Negotiations about Iranian Nuclear Program the Ministers of Foreign Affairs and Other Officials of the P51 and Ministers of Foreign Affairs of Iran and EU in Lausanne

Preventing Proliferation in Iran and North Korea: After Singapore and US Sanctions

On 20 November, the APPG on Global Security and Non-Proliferation held a meeting to discuss the state of US relations with Iran and North Korea following the Singapore summit and reinstatement of US sanctions against Iran.

Mark Fitzpatrick, Associate Fellow and former Director of IISS-Americas and Ambassador (retd) Sir Richard Dalton assessed differences in the US government’s strategy towards North Korea and Iran –  two of the most prominent challenges to the non-proliferation regime.

Mark Fitzpatrick explained the role of sanctions in the US’ ‘maximum pressure’ strategy in Iran and North Korea. While the US is applying unrelenting pressure on the country’s economy, the intended outcome of the sanctions is less clear. He noted that Secretary of State Pompeo’s thirteen demands of Iran revealed a lack of policy prioritisation within the US government. Rather than pursuing single concrete goals, and specifically the goal non-proliferation, the United States seems intent on generally weakening the regime, so as to support their ally, Saudi Arabia. In North Korea, he noted that the US sanctions regime had been weakened after the Singapore summit. President Trump’s concessions broadly signalled to China it could ease off economic pressure. He noted that difficulties in dealing with North Korea going forward. Pyongyang has insisted that all US sanctions should stop before it allows inspectors into their nuclear sites, stops testing or begins to dismantle weapons. Similarly, Pyongyang’s preference to deal with the President directly in negotiations, due to the increased likelihood of extracting concessions, has hampered the State Department’s ability to negotiate in the interim.

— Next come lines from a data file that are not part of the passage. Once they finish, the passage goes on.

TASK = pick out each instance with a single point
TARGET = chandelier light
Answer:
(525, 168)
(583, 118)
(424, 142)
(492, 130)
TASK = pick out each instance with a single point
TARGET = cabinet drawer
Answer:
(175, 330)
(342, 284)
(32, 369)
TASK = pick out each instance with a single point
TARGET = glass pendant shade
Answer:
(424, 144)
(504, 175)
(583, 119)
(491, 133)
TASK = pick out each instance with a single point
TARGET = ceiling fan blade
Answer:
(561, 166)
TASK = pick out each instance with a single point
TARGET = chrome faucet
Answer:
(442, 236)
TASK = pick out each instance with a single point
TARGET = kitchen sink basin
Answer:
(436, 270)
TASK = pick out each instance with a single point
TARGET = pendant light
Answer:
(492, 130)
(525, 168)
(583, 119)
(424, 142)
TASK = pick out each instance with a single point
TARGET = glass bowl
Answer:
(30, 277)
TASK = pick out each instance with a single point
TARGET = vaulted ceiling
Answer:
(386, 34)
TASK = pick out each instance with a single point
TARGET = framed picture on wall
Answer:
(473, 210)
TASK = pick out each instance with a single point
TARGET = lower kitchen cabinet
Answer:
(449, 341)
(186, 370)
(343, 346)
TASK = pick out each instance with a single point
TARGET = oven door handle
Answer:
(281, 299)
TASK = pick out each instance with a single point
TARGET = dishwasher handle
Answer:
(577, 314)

The difference in US attitudes towards Iran and North Korea can be explained in two ways. First, Tehran does not want to validate President Trump and the imagery of a summit similar to Singapore is unlikely to help domestically. Both Kim Jong-Un and President Trump, on the other hand, appear to seek opportunities to revel in grand political choreography. Second, while regional pressure in North East Asia from South Korea supports engagement with North Korea, regional pressure for engaging with Iran does not exist in the Middle East. On the contrary, the close relationship between the United States and Saudi Arabia means that pressure against Iran is more likely.

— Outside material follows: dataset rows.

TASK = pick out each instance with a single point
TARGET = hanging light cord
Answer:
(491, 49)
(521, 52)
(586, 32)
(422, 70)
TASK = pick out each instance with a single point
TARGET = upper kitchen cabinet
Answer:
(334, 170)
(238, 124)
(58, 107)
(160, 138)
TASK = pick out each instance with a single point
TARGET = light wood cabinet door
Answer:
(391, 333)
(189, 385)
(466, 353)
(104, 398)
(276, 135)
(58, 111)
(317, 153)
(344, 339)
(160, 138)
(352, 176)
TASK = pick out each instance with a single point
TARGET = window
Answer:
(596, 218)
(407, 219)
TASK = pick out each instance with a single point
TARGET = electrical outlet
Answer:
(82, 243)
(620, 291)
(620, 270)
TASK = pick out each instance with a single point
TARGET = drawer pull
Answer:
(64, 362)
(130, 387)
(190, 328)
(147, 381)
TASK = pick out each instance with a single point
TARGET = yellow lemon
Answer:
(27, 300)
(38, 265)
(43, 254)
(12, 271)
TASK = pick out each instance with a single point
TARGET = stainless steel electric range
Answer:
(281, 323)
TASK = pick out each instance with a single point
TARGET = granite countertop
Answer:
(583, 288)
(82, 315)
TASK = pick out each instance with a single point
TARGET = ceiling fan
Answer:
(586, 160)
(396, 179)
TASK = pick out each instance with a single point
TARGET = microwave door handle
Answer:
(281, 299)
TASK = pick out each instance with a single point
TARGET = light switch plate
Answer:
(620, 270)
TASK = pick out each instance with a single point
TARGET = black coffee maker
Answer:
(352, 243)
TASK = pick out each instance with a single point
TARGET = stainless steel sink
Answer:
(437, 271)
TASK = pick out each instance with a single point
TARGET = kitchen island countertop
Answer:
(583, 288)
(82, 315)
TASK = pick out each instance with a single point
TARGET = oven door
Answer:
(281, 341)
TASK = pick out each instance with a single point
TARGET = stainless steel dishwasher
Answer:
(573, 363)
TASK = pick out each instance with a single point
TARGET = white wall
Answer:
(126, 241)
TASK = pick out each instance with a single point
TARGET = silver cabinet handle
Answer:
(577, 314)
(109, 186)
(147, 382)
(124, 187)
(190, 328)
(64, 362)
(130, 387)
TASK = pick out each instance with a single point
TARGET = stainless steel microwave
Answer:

Sir Richard Dalton discussed domestic Iranian dynamics in more detail, positing that Iran’s government would remain stable despite the pressure and subsequent recession. He noted that Iranians have become largely resigned to the current situation, having lost faith in their government. Yet change is unlikely as there are few alternative leaders, state security remains pervasive and election are closely monitored and controlled. Indeed, Sir Dalton highlighted that Khomenei has all main political forces behind him. If the remaining signatories of the Iran Deal uphold existing trade, domestic economic discontent will be manageable, hence Tehran’s continued interest in the Deal. Sir Dalton highlighted that negotiations are possible between the United States and Iran, but this would require Washington to shift from its thirteen demands. Indeed, in 2013, it was US signalling that Iran could keep a domestic nuclear programme, combined with economic pressure, that helped start negotiations. Yet such a shift would require US leadership to realise the dangers of its escalatory and regionally focused approach for the wider non-proliferation regime.

The remarks were followed by a wide-ranging discussion on US credibility in non-proliferation negotiations, the impact of the US mid-term elections as well as the possibilities of a future agreement with Iran or North Korea.